SOME NATURAL HISTORY IN WHICH IT IS REVEALED THAT A SING-SING WATERBUCK IS NOT A SINGING TOPI, AND THAT A TOPI IS NOT A SPECIES OF HEAD-DRESS

While reading an account of the trophies secured by Colonel Roosevelt on the Guas Ngishu Plateau, I was mystified by seeing the name of an animal I had never heard tell of—a singing topi. For a time I puzzled over this strange creature and finally evolved a satisfactory explanation of how the animal made its appearance in the despatches. Briefly, "there haint no sich animal," as the old farmer said when he saw his first dromedary in a circus; it was merely a mistake, due to the telegraphic abbreviations which foreign correspondents employ to save cable tolls.

What the correspondent meant to say was that the colonel had secured a sing-sing waterbuck and a topi. The word "waterbuck" was omitted because he assumed that everybody at home would know that a "sing-sing" was a species of waterbuck, wherein he was mistaken, for comparatively few people in America know what a sing-sing is, or, for that matter, what a topi is, or what a Uganda cob is. When his despatch had been transmitted through several operators on its way to the States the word "sing-sing" became "singing" and was supposed to be an adjective describing the topi. Hence the "singing topi."

The American paragraphers also had fun with the word "topi," for they thought a topi was a sun hat much worn in the hot countries. From this course of reasoning it was probably assumed that Colonel Roosevelt had shot some kind of a singing sun hat, which was certainly enough to cause comment.

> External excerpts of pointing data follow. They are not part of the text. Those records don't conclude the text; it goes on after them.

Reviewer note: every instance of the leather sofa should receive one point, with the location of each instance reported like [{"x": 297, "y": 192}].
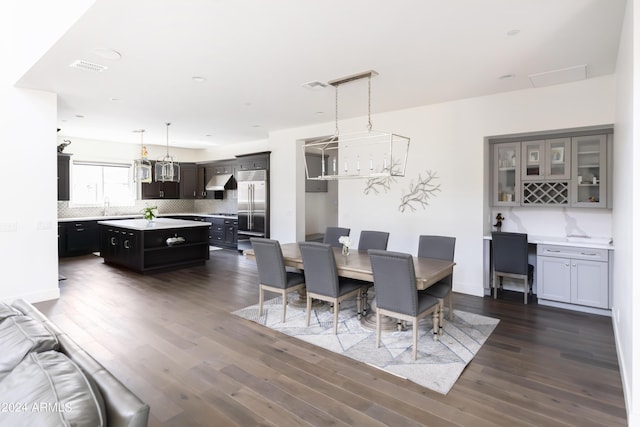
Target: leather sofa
[{"x": 46, "y": 379}]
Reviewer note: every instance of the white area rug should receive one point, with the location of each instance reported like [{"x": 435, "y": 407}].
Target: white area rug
[{"x": 439, "y": 363}]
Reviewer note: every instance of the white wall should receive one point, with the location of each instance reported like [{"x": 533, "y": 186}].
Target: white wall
[
  {"x": 626, "y": 208},
  {"x": 28, "y": 231}
]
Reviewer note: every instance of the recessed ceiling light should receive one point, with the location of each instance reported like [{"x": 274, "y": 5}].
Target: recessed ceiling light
[
  {"x": 106, "y": 53},
  {"x": 87, "y": 66}
]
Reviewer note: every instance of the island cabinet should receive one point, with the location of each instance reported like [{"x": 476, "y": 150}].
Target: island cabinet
[
  {"x": 573, "y": 275},
  {"x": 224, "y": 232},
  {"x": 165, "y": 244}
]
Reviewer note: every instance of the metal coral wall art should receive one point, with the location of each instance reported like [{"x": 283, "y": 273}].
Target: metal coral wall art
[{"x": 420, "y": 193}]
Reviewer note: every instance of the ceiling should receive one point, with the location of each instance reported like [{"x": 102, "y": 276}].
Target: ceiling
[{"x": 255, "y": 55}]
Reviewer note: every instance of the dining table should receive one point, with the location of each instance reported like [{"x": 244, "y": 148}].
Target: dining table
[{"x": 357, "y": 265}]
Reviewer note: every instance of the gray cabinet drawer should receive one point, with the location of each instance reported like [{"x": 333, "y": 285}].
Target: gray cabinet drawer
[{"x": 573, "y": 252}]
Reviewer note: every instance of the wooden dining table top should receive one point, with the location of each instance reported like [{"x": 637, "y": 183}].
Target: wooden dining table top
[{"x": 357, "y": 265}]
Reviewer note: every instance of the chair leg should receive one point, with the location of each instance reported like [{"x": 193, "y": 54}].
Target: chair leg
[
  {"x": 441, "y": 319},
  {"x": 261, "y": 301},
  {"x": 436, "y": 326},
  {"x": 336, "y": 311},
  {"x": 378, "y": 321},
  {"x": 495, "y": 285},
  {"x": 415, "y": 339},
  {"x": 284, "y": 305}
]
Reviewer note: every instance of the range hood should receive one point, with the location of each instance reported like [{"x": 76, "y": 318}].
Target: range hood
[{"x": 221, "y": 182}]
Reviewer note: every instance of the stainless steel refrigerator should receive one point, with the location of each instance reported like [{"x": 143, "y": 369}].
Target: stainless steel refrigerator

There are two kinds of waterbuck that the East African hunter will find in the course of his travels, the common waterbuck which we saw in such numbers on the Tana River, and the Defassa, or "sing-sing" waterbuck, which is found in the higher altitudes up toward the Mau escarpment and Mount Elgon. Both of these varieties of waterbuck are beautiful animals, almost as large as a steer, and with great sweeping horns that often exceed twenty-five inches in length. In some instances the horns have been nearly three feet long, but the longest one that our party secured was only twenty-nine inches in length. As a trophy for a wall there are few heads in Africa more noble than that of the waterbuck.

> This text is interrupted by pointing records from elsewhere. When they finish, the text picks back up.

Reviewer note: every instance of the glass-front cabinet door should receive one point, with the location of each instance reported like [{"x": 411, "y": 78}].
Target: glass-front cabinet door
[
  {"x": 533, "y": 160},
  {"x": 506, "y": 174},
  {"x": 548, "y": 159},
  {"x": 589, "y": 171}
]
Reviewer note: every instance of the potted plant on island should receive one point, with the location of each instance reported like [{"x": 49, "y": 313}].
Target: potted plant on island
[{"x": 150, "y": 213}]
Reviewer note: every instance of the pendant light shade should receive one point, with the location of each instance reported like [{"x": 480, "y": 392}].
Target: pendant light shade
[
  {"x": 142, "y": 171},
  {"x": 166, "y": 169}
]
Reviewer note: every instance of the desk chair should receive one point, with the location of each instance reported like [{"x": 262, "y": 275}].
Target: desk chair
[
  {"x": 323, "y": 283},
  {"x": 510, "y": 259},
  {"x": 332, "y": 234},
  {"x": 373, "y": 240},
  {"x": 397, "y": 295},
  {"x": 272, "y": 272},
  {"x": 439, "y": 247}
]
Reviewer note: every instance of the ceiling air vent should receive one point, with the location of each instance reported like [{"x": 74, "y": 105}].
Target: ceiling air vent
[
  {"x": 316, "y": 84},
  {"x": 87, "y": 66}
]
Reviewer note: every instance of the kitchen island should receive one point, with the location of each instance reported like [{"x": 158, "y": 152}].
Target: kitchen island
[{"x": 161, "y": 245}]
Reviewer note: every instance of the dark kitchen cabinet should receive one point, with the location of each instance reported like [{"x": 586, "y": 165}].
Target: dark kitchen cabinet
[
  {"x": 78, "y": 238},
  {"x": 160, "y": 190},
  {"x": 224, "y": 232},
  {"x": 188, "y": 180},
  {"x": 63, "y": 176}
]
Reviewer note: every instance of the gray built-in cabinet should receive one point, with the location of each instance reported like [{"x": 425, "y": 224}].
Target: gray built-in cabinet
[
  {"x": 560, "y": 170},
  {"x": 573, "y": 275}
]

In all our wanderings, during which we saw at least two thousand waterbuck, we found that the does outnumbered the males by ten to one and that usually in a herd of twenty there would be only one big male and one or two smaller ones. We also never saw them in water, but usually not a great distance from a marsh or stream. They were much shier than the hartebeest and zebra, and upon seeing our approach would be the first to run away. And by a curious chance the does seemed to know that it was the buck only that was in danger. They would often turn to watch us, while the buck himself would keep on running until he had put many hundreds of yards between himself and the threatened danger. Then, and then only, would he turn to watch, and it usually required careful stalking to get within gunshot of him again.